Air Force Will Soon Test Shipping Cargo Via SpaceX Rockets



Air Force Will Soon Test Shipping Cargo Via SpaceX Rockets

The U.S. Air Force announced on Monday that it intends to build two landing pads on a remote island in the Pacific. It wants to land rockets there as part of a test of the Rocket Cargo Vanguard program, which involves shooting rockets into space loaded down with supplies to ship stuff around the planet faster.

The pitch for Rocket Cargo Vanguard is that it could allow the U.S. military to deliver anything anywhere on the planet in “90 minutes or less.” How? By shooting a rocket (presumably a reusable SpaceX one) loaded down with supplies into space and then bringing them back down to Earth. The military is pretty good at firing rockets, both into space and through the air, it’s less good at making sure those things land safely.

Enter Johnston Island, a small land mass in unincorporated U.S. territory that’s about 700 nautical miles off the cost of Hawaii. As first noticed by Stars and Stripesthe Air Force uploaded a notice to the Federal Register on March 3 that signaled its intent to build test platforms on the island.
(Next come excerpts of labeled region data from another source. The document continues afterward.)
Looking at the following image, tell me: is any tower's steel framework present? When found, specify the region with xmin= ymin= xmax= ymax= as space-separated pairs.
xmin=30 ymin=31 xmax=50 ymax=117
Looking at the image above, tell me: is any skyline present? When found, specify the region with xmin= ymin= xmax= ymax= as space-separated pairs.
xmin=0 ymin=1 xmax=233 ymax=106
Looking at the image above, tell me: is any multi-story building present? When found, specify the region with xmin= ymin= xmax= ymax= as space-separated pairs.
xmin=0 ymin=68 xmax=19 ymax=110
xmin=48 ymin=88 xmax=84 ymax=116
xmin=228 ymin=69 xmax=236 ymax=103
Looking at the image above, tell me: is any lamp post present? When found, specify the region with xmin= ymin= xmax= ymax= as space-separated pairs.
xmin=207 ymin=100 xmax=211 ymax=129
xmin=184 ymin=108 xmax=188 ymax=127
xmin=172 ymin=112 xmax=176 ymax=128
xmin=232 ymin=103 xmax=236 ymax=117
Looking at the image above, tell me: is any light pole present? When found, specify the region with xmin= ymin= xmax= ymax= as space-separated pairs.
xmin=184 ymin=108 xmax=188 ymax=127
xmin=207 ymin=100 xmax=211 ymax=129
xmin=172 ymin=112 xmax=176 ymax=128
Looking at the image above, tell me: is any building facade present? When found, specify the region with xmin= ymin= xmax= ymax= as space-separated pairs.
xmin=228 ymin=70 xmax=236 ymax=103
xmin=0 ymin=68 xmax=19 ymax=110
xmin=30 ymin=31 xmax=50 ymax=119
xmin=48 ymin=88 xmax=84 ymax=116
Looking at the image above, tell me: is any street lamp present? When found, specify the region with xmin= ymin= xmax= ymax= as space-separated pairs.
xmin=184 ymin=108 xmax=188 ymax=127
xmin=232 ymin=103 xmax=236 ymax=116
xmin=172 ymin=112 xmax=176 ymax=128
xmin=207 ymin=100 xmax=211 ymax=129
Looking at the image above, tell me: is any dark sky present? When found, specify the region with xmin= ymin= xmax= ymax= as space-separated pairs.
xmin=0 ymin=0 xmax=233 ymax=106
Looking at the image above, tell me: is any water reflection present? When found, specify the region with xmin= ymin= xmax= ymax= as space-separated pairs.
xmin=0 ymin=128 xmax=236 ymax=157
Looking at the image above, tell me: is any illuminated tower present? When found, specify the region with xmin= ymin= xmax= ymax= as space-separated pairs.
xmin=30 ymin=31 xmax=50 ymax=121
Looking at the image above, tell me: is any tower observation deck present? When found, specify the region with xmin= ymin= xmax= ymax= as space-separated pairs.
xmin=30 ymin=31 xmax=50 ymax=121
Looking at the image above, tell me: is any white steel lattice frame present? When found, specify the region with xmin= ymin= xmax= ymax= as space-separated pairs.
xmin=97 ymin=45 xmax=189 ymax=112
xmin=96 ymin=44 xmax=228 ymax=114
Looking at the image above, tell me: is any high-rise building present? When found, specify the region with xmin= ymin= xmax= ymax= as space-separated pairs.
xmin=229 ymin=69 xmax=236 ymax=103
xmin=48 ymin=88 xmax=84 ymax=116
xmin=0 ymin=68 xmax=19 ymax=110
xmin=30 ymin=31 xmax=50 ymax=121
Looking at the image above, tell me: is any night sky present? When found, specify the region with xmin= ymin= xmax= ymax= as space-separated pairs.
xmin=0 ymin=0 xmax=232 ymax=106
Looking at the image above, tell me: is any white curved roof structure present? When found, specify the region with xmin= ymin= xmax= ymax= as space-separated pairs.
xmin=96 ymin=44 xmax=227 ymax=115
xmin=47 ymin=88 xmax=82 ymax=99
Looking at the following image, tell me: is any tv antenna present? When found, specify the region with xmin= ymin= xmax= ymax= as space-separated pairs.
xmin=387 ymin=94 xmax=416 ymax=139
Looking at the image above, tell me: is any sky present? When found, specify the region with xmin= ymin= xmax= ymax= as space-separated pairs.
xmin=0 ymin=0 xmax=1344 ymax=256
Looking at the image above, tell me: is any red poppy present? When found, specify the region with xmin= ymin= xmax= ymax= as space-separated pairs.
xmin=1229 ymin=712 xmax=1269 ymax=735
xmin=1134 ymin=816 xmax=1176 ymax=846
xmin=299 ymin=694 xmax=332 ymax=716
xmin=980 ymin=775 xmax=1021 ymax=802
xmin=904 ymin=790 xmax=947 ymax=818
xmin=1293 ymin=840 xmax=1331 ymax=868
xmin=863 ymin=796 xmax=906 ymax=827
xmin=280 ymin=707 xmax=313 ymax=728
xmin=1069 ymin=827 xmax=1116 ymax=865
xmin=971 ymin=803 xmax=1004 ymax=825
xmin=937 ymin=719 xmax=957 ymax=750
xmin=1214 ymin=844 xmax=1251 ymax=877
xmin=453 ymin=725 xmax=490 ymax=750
Mil Rocket Cargo Vanguard Program 1800
© Air Force art.

It’ll take some time before they can start building, however. “Johnston Atoll includes the Johnston Atoll National Wildlife Refuge and is within the Pacific Islands Heritage Marine National Monument,” the notice said. Because of that the Pentagon will have to study the effects landing massive rockets on the island may have on the “essential fish habitat, migratory birds, and other protected species.”

The Air Force thinks that all these studies will show that building two landing pads on the island so it can try landing rockets there will have “no significant impact” on the island, but it plans to make its reports public in early April. Once those reports go live, it’ll allow a 30 day period for the public to comment on the proposal.

The military has been working on shooting cargo into space for at least half a decade. Now retired general Stephen R. Lyons gave a speech at a National Defense Transportation meeting in 2020 where he teased a future of rocket shipping. “Think about moving the equivalent of a C-17 payload anywhere on the globe in less than an hour,” Lyons said. “Think about that speed associated with the movement of transportation of cargo and people. There is a lot of potential here and I’m really excited about the team that’s working with SpaceX on an opportunity, even perhaps, as early as 21, to be conducting a proof of principle.”

A military is only as good as its logistics. One of the reasons the American military has been so dominant in the 20th and 21st century is its ability to move humans, supplies, and equipment anywhere on the planet. One of the most iconic images from the Global War on Terror is a Burger King supply truck disembarking from a C-17 in Afghanistan in 2004. Imagine the same thing happening, in 90 minutes or less, via Elon Musk’s rockets.

One of the problems with the rocket shipping plan is cost. Fueling and flying a C-17 loaded down with up-armored Humvees to the Middle East is expensive, yes, but it’s still cheaper than launching a rocket into space. One of SpaceX’s goals is to drive down the cost of launches by re-using pieces of the rocket, but a single launch is still estimated to cost tens of millions of dollars.

Despite the costs, the dream of shooting guns, food, and gear into space persists. “Once realized, Rocket Cargo will fundamentally alter the rapid logistics landscape, connecting materiel to joint warfighters in a fraction of the time it takes today,” John Raymond, a retired Space Force general, said in a press release about the program in 2021. “In the event of conflict or humanitarian crisis, the Space Force will be able to provide our national leadership with an independent option to achieve strategic objectives from space.”